Bpifrance : Comment est née Superbranche ?

Delphine Felder-Flesch : Je suis chercheuse au CNRS et j'ai travaillé une dizaine d'années sur les nanomatériaux avec une collègue professeure de l'université de Strasbourg. Au début, nos recherches étaient orientées sur les cristaux liquides pour les écrans plats, jusqu'au jour où, en 2009, nous avons rencontré le Dr Claire Billotey, une oncologue de Lyon, qui a exprimé de l'intérêt pour une application santé de nos travaux. Il nous a fallu ensuite dix années de maturation en laboratoire avant de nous décider à créer notre entreprise, lancée en 2019.

Bpifrance : Vous mettez les nanomatériaux au service de la lutte contre le cancer notamment. De quoi parle-t-on ?

DFF : Nous produisons des nanoparticules utilisables à des fins tant diagnostiques que thérapeutiques. L’objectif était d’obtenir un design d'objet suffisamment petit (de l'ordre de 20 nanomètres) afin que ces nanoparticules puissent être injectées par voie sanguine. Comme le sang irrigue tout l'organisme, on peut donc potentiellement atteindre n'importe quelle cellule cancéreuse ou métastases et ce, très précocement. C'est unique. Leurs propriétés permettent en outre, sur le volet thérapeutique, de détruire les cellules cancéreuses par hyperthermie magnétique. En d’autres termes, nous les faisons surchauffer pour détruire la tumeur et juste la tumeur.

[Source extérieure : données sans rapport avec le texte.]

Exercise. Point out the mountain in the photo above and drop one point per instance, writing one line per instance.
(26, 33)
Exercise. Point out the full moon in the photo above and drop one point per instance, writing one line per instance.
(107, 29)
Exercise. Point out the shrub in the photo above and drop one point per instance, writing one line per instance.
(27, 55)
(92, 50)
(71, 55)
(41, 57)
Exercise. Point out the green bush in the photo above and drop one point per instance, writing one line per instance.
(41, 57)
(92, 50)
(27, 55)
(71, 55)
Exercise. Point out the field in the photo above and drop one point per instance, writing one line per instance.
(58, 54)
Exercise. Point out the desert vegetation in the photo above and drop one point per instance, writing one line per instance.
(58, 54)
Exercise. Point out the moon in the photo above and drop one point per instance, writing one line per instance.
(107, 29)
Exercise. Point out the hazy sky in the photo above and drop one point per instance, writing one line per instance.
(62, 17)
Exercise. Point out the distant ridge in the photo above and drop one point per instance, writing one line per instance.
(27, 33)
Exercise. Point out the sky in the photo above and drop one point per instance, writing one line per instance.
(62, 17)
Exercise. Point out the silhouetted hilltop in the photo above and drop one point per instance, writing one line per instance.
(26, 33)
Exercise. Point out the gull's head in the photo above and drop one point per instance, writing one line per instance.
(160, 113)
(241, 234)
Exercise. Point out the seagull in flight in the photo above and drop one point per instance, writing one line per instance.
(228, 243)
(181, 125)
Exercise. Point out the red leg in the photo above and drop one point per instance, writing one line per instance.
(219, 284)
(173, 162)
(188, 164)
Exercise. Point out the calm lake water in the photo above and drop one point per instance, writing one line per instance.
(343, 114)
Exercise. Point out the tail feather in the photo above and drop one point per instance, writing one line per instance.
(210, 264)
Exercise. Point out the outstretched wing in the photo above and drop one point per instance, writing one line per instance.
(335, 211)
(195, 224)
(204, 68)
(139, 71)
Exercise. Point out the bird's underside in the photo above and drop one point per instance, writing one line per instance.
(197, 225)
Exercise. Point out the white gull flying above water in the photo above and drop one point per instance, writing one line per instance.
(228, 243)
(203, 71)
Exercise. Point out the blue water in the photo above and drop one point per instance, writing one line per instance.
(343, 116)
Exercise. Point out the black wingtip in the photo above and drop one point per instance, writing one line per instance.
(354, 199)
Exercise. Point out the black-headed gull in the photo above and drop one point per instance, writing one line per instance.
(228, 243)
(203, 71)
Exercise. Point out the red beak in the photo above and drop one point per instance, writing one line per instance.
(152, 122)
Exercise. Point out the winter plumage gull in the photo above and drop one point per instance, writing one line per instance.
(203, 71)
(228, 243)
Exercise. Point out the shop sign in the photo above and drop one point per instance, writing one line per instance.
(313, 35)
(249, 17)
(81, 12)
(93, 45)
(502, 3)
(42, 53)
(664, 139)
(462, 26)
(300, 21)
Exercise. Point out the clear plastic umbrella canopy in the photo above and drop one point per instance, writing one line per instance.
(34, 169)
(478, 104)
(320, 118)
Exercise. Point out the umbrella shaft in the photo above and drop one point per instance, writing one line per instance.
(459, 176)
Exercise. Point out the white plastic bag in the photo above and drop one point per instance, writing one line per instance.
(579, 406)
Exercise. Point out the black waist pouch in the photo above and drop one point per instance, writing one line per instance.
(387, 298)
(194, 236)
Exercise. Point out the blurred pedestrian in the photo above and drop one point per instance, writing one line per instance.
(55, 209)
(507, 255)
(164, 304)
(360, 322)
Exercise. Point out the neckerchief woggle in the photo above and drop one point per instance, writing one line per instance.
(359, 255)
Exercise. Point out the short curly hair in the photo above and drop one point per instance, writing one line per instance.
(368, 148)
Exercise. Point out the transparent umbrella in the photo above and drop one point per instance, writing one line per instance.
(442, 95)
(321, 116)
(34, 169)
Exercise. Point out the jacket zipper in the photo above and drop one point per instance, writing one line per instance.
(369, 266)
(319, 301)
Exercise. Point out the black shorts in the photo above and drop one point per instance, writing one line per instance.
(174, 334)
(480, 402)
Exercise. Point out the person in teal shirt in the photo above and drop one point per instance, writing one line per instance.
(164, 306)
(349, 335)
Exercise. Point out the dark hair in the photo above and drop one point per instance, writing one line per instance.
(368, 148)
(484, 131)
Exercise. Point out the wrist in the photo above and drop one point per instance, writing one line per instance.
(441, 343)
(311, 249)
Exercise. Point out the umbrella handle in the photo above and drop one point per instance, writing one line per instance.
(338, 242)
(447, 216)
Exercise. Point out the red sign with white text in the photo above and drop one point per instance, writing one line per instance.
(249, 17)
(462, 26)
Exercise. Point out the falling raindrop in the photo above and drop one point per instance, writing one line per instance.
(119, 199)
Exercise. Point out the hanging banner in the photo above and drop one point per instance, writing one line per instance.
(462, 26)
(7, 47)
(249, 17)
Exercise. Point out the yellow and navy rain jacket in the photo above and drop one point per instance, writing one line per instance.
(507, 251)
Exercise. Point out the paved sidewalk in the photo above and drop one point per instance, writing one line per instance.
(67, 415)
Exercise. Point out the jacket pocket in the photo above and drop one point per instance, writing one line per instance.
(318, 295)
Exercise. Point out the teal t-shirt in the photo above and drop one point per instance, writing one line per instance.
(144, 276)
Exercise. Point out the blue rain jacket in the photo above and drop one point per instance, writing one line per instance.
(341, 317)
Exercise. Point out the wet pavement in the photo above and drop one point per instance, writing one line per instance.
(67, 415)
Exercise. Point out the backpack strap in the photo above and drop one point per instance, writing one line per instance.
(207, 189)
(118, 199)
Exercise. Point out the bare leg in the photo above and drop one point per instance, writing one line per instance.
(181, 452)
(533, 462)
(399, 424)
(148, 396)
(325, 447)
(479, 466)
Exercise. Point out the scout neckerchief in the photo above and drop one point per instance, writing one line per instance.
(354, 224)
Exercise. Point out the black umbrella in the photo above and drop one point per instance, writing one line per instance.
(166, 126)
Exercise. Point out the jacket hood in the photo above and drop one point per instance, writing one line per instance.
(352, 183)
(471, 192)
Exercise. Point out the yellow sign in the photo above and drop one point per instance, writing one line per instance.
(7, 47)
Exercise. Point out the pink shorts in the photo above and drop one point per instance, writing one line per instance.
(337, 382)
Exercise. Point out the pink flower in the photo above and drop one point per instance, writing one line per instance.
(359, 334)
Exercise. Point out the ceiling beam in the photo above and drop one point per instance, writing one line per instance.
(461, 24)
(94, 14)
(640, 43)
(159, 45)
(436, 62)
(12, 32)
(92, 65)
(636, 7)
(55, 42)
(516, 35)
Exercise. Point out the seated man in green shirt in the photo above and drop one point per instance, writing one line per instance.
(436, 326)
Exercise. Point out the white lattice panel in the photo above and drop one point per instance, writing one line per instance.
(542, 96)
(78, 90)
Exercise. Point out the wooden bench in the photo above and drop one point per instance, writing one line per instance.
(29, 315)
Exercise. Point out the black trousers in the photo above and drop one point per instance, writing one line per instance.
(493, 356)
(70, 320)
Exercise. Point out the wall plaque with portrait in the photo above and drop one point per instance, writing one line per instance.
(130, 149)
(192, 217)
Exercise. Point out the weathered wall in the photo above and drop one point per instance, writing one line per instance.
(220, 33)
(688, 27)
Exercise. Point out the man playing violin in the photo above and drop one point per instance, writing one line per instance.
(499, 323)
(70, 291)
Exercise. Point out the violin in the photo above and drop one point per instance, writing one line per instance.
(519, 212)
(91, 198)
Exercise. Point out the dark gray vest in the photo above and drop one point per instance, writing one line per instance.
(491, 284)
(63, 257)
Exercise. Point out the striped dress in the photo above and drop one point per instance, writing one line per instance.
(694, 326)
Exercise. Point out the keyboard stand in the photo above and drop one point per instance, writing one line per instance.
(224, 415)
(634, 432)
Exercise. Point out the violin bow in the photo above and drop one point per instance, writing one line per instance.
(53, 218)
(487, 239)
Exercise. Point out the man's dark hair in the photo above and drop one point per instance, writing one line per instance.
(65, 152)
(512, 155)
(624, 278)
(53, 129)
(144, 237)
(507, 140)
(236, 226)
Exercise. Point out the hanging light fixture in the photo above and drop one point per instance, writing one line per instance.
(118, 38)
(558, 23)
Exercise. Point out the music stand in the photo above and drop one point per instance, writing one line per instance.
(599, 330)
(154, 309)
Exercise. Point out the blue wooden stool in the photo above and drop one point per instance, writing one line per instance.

Bpifrance : Où en êtes-vous dans votre développement ?

DFF : Nous sommes au stade des essais pré-cliniques dans nos deux grands programmes. Le premier concerne le ciblage actif de tumeurs sur le cancer du sein, issu du concours i-Lab gagné en 2019. Le second programme concerne le suivi de thérapies cellulaires dans le cadre de la médecine régénérative, en partenariat avec John Hopkins Hospital, à Baltimore, aux Etats-Unis. C'est sur ce projet que nous allons faire la demande de marquage CE d’une de nos nanoparticules et préparer une levée de fonds de Série A pour la financer.

Bpifrance : Est-ce compliqué de faire se rencontrer des champs d'étude scientifiques si différents que sont la chimie-physique des matériaux et l'oncologie ?

DFF : C'est avant tout une affaire de rencontres. Le plus compliqué ensuite est de se comprendre. Entre disciplines, nous ne parlons pas la même langue ! Il faut du temps pour franchir cette barrière. Pour notre part, nous avons eu la chance de tomber sur une oncologue clinicienne d’emblée très intéressée par nos recherches et qui avait une appétence forte pour la transdisciplinarité. Pour réussir le mariage, il faut une ouverture d'esprit. Nous l'avons aussi trouvée totalement au John Hopkins Hospital.